С другой стороны, мифопоэтическое сознание Гоголя проявляется у него в наделении своих героев чертами и свойствами животных. Они у Гоголя, по мысли А.И. Иваницкого, зачастую играют роль тотемных предков и могут поглотить своих «сыновей», вернув их в земляное чрево. Если в ранней прозе писателя их тотемная природа явлена открыто (например, птичий нос, баран и медведь в «Заколдованном месте», эхом отзывающиеся на любое слово героя и выступающие как его дочеловеческие «я»), то в последующих текстах Гоголя они принимают новые формы, воспроизводя основополагающие структуры мифологического понимания смерти, где последняя условна и означает «лишь возврат к исходному положению», ту же жизнь, «но в ином обличии» [Еремина 1978: 7]. Смерть для героев Гоголя может принять облик животного (серая кошечка в «Старосветских помещиках»), а зооморфные тропы в гоголевском стиле способны с метафорического уровня перейти в план реальности и оказать губительное воздействие на судьбы персонажей (имя гусака в «Повести о том, как поссорились Иван Иванович с Иваном Никифоровичем»), либо оставаться на тонкой грани, отделяющей человеческий образ от его тотемного архетипа (звериные ипостаси чиновников в письме Хлестакова, зооморфные элементы в портретах персонажей «Мертвых душ» как манифестация их духовного оскудения).

В основе тотемизма лежало почитание родового первопредка. Культ предков, или манизм (от латинского manes - души умерших) долгое время рассматривался этнографами как одна из древнейших и самых распространенных форм первобытной религии. Приверженцы мани-стической теории не видели различий между покойными, относя их всех к общей категории предков. Однако отношения предков и потомков в традиционной народной культуре носят неоднозначный характер.

Одним из первых на это обратил внимание в статье «Древнерусский языческий культ “заложных” покойников» (1917) выдающийся исследователь славянской духовной культуры Д.К. Зеленин. Изучая народные представления о посмертном существовании человека, он указал на глубокие различия в отношениях к тем покойникам, которые умерли естественной смертью, и к тем, кто умер преждевременной или неестественной смертью (некрещеные дети, утопленники, погибшие от рук убийц или в результате несчастного случая, самоубийцы). Умершие «своей» смертью почитались как родители, предки, «не своей» именовались заложными покойниками, или мертвяками. Последние попадали в услужение нечистой силе и сами становились демоническими существами, опасными для живых людей [Зеленин 1999: 18-20] 1. Таким образом, умершие в народном сознании делились на чистых и нечистых. Подавляющее большинство демонологических персонажей славянского фольклора восходит, согласно современным исследованиям, к верованиям о «заложных», или «ходячих» покойниках [Виноградова 2000; Седакова 2004]. Эти представления нашли свое преломление на разных уровнях поэтики Гоголя и стали важной частью онтологии его творчества.

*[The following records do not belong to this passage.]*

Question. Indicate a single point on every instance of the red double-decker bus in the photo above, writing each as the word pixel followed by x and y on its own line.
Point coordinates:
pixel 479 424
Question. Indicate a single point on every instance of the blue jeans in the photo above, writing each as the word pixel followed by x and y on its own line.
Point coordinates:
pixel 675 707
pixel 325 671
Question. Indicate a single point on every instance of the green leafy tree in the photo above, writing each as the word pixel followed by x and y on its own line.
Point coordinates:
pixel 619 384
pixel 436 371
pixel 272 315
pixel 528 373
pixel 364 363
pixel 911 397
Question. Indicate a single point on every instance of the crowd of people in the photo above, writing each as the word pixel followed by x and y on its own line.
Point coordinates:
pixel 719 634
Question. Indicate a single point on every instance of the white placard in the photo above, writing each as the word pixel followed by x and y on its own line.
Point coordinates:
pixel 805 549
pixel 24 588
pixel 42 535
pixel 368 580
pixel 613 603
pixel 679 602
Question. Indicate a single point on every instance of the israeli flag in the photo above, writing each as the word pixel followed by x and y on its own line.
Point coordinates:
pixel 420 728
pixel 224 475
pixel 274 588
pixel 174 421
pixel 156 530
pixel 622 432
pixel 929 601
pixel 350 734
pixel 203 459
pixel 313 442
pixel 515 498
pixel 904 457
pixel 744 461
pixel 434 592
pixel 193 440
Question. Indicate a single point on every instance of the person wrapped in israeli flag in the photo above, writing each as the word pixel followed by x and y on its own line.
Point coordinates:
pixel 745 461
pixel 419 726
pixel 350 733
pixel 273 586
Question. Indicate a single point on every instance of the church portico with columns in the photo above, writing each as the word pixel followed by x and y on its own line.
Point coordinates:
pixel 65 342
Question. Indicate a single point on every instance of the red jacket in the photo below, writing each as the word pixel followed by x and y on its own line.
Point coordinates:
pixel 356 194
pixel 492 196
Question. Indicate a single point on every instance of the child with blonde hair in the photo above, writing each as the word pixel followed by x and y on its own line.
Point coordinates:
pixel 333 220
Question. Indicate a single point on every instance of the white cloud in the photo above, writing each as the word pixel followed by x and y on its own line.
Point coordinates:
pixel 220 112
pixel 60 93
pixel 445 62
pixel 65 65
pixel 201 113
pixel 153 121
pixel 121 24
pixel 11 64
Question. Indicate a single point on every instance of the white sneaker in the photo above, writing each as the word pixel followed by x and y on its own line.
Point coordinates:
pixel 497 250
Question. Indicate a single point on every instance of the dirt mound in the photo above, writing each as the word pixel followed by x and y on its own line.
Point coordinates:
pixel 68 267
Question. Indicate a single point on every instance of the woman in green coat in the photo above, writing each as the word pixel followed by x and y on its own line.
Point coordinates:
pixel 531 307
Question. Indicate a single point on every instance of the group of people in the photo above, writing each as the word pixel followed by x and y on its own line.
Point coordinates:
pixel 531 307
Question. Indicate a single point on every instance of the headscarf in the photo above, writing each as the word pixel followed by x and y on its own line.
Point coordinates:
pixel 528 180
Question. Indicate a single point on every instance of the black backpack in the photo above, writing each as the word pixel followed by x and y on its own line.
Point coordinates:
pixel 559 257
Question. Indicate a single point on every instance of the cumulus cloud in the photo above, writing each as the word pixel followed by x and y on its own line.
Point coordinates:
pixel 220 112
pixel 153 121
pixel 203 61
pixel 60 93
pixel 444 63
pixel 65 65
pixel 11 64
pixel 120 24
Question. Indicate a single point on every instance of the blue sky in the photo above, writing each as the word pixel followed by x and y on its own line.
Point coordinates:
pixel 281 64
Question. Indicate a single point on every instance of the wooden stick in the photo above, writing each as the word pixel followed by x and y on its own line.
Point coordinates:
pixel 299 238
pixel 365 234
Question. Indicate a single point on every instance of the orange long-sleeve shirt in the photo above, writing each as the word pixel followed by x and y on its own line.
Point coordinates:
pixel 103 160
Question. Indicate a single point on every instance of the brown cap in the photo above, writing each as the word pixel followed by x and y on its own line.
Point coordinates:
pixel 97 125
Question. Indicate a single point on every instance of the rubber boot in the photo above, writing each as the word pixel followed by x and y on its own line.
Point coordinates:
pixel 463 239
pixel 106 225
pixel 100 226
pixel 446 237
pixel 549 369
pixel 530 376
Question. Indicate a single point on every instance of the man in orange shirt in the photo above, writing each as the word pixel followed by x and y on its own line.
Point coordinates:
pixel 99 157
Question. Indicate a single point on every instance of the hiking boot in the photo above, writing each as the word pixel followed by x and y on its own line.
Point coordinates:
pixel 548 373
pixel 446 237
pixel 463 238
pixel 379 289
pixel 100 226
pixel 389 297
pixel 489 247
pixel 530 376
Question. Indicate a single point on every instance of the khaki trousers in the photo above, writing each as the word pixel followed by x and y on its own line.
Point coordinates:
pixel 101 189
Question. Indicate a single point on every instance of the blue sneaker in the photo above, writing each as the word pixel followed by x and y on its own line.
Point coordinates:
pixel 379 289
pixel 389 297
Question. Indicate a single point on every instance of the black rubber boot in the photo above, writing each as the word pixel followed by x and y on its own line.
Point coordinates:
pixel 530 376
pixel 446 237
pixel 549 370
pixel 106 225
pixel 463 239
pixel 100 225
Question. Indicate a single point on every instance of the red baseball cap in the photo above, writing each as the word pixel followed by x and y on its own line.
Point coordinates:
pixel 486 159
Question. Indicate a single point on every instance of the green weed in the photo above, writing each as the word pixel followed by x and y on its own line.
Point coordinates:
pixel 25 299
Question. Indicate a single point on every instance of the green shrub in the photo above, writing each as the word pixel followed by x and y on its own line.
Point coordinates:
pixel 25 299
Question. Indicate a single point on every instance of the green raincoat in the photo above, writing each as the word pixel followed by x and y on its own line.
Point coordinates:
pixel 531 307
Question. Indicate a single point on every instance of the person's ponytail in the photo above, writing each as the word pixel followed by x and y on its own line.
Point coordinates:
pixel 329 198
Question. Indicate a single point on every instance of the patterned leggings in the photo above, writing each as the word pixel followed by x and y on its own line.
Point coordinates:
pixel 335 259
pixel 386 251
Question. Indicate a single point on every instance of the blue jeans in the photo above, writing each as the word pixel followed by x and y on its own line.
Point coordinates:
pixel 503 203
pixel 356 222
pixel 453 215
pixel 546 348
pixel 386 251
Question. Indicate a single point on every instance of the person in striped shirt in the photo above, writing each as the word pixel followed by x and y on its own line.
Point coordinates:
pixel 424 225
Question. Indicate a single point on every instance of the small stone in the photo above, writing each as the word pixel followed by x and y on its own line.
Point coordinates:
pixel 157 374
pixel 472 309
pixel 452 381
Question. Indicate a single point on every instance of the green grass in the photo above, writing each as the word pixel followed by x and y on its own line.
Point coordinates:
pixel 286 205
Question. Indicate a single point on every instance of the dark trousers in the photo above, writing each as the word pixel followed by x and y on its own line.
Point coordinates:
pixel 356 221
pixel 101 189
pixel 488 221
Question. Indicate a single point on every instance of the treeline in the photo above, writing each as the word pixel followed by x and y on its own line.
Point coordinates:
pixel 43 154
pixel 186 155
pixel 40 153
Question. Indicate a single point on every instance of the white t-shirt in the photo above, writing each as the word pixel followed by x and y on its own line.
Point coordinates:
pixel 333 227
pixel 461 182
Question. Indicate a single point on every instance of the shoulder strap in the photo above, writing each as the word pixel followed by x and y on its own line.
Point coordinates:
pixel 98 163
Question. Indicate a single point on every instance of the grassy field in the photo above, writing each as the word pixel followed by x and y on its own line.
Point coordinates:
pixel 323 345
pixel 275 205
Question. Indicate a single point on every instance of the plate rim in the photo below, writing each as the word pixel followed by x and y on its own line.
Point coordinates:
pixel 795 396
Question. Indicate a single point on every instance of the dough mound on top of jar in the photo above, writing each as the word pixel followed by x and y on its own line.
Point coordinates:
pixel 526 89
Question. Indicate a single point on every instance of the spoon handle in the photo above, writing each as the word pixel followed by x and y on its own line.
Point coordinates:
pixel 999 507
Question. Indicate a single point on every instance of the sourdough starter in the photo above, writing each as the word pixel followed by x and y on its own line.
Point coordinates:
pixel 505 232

Характерной чертой поведения гоголевских персонажей является постоянное пересечение ими границы между миром живых и миром мертвых. В славянской народной культуре общение живых и мертвых было строго регламентировано [Толстая 2000: 14-20]. В его основе лежали мифологические представления о посмертной судьбе предков, души которых в определенные народным календарем дни почитают, приглашают в гости. Тех, кто явился в неурочное время, боятся, выпроваживают, стараются защититься от них. Былички и похоронные причитания отразили представления о том, что смерть человека наступает из-за того, что умерший родственник, явившийся до сорокового дня, забирает его к себе на «тот» свет [Черепанова 1996: 116]. В календарных обрядах у «предков» просили покровительства, в семейных (родильных, свадебных, похоронных) ведущую роль играла охранительная семантика. Новорожденный, невеста, умерший считались лими-нальными существами, которые должны были совершить «обряд перехода» (А. ван Геннеп2), чтобы утвердиться в новом статусе человека, замужней женщины, покойного предка. Любые нарушения обрядового регламента были чреваты опасными последствиями для участников обряда и для всего родового коллектива.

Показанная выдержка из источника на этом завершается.